Chapter 31 - FIGHTER

Jalanan nampak sepi, baik Nakula maupun kedua shewolf dari pack Laka itu tetap diam tak bergeming. Saling memandang dan mengukur kekuatan lawan mereka masing-masing.

Lina dengan tubuh tegap dan sexy, ia punya rambut hitam dan panjang. Wajahnya terlihat cantik dengan make up gaya smokey. Tongkat baja tergeletak di pundaknya. Lena, tubuhnya lebih kecil dan pendek dari Lina, rambutnya hitam sebahu, memakai kaca mata tebal dan berwajah pucat.

"Hei, apa salah pack West? Kenapa kalian hendak menantang mereka?" tanya Nakula, walaupun ia bukan bagian dari pack itu lagi, namun Ayah dan Kakaknya adalah pemimpin mereka. Jadi tak mungkin Nakula menutup matanya begitu saja.

"Mereka membunuh teman kami."

"Siapa?"

"Aska dan Dominic."

"Ah... apa maksud kalian paman gendut dan paman kurus?" Nakula mengangguk mengerti, mereka salah mengira bahwa Sadewa yang membunuh kedua serigala tua itu. Padahal keduanya dibunuh oleh Nakula.

"Bagaimana kau tahu?"

"Karena aku yang membunuh mereka, bukan Sadewa." seringai Nakula. Ia mulai memamerkan deretan giginya yang meruncing.

"Apa????" Lena dan Lina saling memandang.

"Bagaimana kalau kita cari tempat kosong untuk bertarung?" ajak Nakula, ia berusaha menghindari pertarungan yang akan menyeret Liffi masuk, gadis itu manusia biasa, ia bisa terluka.

"Kau mau melindungi gadis itukan?" Lena membetulkan letak kaca matanya.

"Apa hubunganmu dengan manusia itu, half wolf? Kau terlihat sangat mencintai pet-mu?" Lina ikut mencibir Nakula, bagi bangsa werewolf nyawa manusia tak pernah ada harganya. Jadi mencintai seorang manusia adalah sebuah kesalahan.

"Ah sayang sekali, padahal aku mulai tertarik pada pesonamu." Lena melesat maju, melemparkan belati tajam berbentuk cakram ke arah Nakula.

Nakula menghindar, sebuah sisi belati menggores wajah tampannya. Darah Nakula menetes namun tertutup dalam sekejap.

PLAAANGGG!!!!

Tongkat baja yang penuh dengan gerigi di ayunkan ke arah Nakula.
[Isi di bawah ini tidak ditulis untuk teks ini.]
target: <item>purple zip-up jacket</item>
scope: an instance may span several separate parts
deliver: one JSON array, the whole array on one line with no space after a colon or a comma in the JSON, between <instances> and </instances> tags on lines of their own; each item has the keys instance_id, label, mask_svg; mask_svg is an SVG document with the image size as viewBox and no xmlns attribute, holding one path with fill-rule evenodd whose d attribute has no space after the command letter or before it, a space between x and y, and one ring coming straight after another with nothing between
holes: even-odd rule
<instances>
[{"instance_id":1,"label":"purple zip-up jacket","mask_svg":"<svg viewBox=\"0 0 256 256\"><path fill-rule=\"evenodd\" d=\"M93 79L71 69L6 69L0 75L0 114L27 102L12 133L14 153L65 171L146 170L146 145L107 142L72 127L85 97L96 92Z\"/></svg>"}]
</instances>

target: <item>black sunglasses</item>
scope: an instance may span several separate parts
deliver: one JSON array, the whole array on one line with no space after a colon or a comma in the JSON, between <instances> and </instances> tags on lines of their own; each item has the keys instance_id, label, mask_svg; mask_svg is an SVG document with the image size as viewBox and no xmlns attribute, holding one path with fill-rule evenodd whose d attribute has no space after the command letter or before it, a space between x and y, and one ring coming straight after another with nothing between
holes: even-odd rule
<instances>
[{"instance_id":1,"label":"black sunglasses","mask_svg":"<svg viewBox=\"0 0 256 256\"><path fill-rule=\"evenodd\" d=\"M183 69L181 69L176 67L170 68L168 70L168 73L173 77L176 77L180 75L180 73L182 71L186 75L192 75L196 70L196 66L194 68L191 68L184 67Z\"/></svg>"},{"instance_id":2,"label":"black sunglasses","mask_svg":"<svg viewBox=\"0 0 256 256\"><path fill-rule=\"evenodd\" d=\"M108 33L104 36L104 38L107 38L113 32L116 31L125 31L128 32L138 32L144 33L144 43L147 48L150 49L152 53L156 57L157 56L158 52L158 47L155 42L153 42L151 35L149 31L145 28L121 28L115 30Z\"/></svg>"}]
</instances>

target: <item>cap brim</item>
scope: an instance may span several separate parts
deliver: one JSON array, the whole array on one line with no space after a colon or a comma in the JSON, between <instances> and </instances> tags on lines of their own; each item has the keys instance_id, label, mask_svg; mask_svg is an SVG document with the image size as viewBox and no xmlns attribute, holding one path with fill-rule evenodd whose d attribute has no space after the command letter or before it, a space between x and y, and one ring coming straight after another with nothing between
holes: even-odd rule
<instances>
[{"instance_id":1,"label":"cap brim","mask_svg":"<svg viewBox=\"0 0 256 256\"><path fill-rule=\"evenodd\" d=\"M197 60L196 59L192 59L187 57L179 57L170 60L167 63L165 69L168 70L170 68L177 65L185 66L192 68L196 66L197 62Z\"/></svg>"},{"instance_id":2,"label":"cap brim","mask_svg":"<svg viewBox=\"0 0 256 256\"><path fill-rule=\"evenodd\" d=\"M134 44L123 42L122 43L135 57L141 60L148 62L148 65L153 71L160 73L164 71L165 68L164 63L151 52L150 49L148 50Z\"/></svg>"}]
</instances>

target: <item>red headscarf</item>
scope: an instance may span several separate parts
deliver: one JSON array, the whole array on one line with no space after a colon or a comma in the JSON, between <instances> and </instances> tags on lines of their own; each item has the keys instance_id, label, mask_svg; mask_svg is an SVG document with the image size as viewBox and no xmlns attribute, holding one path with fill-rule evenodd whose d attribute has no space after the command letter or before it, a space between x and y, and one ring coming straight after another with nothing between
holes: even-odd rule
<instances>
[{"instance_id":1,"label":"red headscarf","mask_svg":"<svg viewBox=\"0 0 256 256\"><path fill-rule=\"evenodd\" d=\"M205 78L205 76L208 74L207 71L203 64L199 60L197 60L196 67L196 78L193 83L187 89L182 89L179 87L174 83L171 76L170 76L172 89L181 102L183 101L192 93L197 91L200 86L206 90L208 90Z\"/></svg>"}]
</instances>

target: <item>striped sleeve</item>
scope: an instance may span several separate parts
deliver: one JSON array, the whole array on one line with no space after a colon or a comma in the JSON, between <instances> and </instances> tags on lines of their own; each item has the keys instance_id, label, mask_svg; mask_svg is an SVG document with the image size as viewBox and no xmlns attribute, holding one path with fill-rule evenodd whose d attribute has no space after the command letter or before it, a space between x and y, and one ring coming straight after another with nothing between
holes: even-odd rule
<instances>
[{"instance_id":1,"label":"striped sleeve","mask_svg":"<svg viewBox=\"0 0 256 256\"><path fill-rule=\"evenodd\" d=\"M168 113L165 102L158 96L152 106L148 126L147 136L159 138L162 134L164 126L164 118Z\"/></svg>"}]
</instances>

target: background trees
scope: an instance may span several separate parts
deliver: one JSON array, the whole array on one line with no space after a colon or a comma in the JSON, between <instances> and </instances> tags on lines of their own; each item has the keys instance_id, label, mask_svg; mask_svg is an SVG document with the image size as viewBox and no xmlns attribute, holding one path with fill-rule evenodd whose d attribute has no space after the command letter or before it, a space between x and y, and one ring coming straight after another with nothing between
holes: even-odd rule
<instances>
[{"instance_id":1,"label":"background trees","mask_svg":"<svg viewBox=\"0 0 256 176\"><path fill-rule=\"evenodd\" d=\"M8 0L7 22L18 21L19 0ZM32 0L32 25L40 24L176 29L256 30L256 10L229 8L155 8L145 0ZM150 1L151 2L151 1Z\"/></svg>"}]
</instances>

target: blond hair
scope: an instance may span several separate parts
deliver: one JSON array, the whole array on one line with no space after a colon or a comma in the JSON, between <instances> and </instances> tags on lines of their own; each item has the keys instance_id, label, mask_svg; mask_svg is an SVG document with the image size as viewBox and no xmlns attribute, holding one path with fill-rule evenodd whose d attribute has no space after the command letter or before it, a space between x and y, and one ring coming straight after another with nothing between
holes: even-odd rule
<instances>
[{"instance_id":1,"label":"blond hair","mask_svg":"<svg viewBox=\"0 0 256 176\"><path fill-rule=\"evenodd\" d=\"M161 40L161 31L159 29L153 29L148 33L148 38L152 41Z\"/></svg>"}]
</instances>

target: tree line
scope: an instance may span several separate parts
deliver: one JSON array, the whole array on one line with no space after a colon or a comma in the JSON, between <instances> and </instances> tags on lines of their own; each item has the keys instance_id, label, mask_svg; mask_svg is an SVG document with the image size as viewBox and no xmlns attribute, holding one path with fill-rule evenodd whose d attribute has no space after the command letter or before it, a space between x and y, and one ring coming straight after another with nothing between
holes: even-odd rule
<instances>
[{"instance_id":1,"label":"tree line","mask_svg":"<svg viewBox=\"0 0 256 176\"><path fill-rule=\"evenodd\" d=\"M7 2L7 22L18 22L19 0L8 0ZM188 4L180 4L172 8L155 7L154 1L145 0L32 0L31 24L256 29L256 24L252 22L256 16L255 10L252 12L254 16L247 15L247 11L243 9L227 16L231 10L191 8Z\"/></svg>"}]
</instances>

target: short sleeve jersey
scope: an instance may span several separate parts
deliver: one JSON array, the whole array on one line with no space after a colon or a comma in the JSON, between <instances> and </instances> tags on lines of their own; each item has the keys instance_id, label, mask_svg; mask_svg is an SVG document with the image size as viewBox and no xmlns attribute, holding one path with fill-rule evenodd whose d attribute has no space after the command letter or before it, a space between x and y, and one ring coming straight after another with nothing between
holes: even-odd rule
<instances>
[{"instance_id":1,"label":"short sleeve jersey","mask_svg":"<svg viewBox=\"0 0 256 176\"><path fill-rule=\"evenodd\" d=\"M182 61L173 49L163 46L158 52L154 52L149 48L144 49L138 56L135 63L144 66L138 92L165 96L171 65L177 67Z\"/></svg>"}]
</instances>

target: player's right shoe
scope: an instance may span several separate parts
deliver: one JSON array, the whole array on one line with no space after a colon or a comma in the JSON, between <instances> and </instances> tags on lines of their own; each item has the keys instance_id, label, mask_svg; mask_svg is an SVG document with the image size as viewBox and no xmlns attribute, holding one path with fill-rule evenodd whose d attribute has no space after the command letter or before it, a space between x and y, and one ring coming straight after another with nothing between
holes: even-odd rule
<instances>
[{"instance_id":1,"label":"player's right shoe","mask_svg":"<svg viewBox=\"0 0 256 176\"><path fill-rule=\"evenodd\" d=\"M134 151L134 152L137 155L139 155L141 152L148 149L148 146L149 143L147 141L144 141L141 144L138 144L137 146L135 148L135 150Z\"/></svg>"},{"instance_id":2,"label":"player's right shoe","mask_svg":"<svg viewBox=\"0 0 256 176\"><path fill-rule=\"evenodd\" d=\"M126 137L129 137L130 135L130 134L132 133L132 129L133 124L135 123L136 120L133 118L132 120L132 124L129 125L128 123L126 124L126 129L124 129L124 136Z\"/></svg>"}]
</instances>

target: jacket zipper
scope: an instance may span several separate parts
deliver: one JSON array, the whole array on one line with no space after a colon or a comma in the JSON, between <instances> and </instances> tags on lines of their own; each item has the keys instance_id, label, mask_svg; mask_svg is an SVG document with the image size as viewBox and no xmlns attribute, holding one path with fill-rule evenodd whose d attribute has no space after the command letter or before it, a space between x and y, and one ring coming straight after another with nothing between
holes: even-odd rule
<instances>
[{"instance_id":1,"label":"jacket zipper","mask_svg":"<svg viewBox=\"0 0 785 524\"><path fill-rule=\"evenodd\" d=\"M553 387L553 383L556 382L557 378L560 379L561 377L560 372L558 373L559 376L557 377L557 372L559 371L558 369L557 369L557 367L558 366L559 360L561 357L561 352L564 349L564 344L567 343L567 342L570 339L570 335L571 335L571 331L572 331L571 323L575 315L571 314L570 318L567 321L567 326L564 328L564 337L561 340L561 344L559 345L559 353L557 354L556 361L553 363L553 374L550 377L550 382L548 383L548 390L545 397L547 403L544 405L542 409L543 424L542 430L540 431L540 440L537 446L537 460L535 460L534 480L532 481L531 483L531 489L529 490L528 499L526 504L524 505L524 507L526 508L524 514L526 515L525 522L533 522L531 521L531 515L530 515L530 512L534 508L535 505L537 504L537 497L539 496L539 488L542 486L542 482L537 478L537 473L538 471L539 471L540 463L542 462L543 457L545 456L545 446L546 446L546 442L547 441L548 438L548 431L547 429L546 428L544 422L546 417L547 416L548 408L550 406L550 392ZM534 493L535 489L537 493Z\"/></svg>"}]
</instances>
"Shit!!!" Nakula menangkis pukulan tongkat baja itu dengan tangannya.

"Gggrrrr...!!!!" Lina menanbah beban kekuatan pada tongkatnya, namun tenaga Nakula masih lebih kuat darinya.

CRRAANG!!!

Bunyi gemrincing rantai terdengar, Lena mengayunkan rantai dengan beberapa belati cakram pada ujungnya. Ia berusaha menyerang perut Nakula yang terbuka tanpa pertahanan.

"Sialan!!" Nakula melompat.

Menghadapi dua orang lincah sekaligus membuat Nakula harus ekstra hati-hati. Apalagi Nakula tidak tahu kemampuan apa yang dimiliki oleh keduanya.

"Kalian pakai senjata? Mana harga diri kalian sebagai bangsa werewolf?" sindir Nakula. Bangsa werewolf selalu bangga dengan bakatnya, mereka selalu mengandalkan kekuatan kuku dan kecepatannya.

"Kau naif sekali."

"Dan juga bodoh."

"Benar."

"Berhenti menyebutku bodoh." Nakula sebal.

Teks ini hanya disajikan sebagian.